自分にとって師匠と呼べる存在を敢えて一人あげるとすれば、有山じゅんじさん以外に思い浮かばない。有山さん自身は弟子をとるようなタイプではなく、何かを直接指導してもらった記憶もないけれど、その背中からは実に多くを学ばせもらった。
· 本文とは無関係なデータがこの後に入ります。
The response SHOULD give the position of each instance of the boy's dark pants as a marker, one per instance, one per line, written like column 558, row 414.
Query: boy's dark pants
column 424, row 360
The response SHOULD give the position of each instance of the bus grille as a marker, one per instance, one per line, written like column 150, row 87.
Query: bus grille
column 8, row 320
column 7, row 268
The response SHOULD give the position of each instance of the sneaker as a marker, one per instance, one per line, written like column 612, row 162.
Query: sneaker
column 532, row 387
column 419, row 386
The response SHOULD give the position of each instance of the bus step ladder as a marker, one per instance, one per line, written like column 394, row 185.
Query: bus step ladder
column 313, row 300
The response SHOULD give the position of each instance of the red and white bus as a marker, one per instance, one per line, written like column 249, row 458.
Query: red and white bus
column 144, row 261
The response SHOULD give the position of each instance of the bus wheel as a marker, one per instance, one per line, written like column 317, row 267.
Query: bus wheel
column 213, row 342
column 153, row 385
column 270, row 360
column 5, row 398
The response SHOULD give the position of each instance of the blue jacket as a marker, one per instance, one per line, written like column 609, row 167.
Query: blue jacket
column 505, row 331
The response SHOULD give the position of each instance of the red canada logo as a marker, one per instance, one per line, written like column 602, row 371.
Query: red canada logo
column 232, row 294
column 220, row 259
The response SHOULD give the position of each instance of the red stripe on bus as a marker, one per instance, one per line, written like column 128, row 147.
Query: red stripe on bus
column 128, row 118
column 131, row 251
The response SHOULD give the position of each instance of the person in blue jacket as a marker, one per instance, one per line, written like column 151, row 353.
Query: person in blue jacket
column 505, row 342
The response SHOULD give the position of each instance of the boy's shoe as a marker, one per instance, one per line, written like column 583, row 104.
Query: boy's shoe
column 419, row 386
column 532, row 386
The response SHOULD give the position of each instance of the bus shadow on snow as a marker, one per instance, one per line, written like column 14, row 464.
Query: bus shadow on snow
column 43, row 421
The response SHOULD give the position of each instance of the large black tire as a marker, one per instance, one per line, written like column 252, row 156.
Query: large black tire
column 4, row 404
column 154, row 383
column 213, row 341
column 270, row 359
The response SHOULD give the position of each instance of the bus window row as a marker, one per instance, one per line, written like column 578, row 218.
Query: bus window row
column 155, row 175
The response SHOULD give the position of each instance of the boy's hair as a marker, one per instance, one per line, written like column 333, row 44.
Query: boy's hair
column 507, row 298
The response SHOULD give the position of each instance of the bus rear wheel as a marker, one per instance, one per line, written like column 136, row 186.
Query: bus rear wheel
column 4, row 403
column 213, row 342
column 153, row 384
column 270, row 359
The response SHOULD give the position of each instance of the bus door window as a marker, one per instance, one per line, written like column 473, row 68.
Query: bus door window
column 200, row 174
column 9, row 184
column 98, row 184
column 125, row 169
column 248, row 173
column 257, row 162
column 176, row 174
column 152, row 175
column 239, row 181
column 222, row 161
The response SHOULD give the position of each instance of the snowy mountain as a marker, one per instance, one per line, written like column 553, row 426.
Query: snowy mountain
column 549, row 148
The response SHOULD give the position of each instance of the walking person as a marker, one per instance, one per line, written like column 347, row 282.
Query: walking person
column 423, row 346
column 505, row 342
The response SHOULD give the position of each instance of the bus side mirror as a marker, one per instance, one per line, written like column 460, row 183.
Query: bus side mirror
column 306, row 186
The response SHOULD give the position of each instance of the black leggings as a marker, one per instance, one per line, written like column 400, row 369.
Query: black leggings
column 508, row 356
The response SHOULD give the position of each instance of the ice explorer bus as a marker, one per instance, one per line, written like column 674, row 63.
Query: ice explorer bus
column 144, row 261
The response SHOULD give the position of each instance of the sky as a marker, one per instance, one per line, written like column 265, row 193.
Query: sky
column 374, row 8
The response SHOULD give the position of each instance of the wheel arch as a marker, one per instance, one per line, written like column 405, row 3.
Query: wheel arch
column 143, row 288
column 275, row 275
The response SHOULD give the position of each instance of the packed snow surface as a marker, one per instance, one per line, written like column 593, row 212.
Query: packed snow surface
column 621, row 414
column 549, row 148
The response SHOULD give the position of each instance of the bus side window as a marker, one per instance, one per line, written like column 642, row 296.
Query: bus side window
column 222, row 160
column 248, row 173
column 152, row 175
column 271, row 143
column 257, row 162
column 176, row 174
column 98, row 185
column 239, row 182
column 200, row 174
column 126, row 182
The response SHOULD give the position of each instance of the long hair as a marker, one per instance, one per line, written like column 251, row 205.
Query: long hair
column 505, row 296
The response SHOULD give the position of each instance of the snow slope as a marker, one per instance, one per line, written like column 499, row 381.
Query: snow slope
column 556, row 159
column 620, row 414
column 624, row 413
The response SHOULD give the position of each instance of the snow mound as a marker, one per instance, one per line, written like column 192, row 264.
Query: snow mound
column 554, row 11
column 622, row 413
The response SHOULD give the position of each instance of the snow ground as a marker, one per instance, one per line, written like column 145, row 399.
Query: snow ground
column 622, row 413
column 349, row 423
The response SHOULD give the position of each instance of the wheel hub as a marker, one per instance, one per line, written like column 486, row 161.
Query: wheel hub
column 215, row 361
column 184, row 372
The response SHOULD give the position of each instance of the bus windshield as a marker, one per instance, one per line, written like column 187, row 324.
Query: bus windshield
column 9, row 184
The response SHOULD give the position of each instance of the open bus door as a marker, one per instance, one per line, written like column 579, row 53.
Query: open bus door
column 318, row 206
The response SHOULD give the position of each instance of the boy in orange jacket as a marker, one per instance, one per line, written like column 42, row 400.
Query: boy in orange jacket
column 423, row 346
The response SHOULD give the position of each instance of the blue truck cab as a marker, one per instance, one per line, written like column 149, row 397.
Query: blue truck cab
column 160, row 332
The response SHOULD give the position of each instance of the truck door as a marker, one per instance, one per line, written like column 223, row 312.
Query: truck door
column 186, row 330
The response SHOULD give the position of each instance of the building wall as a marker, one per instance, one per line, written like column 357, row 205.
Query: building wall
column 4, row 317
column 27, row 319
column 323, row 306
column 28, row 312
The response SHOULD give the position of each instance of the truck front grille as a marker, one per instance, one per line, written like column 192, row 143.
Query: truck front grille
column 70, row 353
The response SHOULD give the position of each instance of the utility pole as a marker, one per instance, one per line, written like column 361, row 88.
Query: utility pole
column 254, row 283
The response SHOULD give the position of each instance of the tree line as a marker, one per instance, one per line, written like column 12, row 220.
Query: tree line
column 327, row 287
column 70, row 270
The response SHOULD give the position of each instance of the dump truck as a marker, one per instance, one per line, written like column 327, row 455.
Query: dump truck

出会ったばかりの頃、大学を卒業したばかりの何者でもない無名の若者である自分を、有山さんはツアーに誘ってくれた。今思えば、すごい抜擢だと思う。
有山さんからはこんな言い方で声掛けしてもらった。
「リクオ、今度ツアーに出るんやけど、一人でツアー回るの寂しいから、ついてきてくれへん?」
相手にプレッシャーを与えないこれ以上の言葉を他に聞いたことがない。
自分はサポートミュージシャンとしてツアーに参加するつもりでいたのだけれど、有山さんは各ライブでオレが歌うコーナーもしっかりと用意してくれて、有山さん名義のライブにも関わらず、実質、そのツアーは2人のデュオライブのような内容のステージになった。キャリアや世代に関係なく、対等にオープンに共に音楽を楽しもうとする有山さんの姿勢は、当時も今も変わらない。
それ以降有山さんから頻繁にツアーに誘ってもらうようになった。'90年代前半までは、2人だけでなく上田正樹さんも加わった3人で地方を回らせてもらう機会も多かった(時々そこにヴァイオリンのHONZIが加わることもあった)。
まだCDデビューする前から、有山さんの運転する車で、さまざまな町へ連れて行ってもらった体験は、その後の自分のツアー生活の原点となった。とにかく、有山さんとのツアーは、オンステージ、オフステージ含めて楽しい思い出しかない。
来年に還暦イヤーを迎えるにあたり何をしようかと考えた時に、70歳を過ぎて現役バリバリの有山さんとのツアーを思いついた。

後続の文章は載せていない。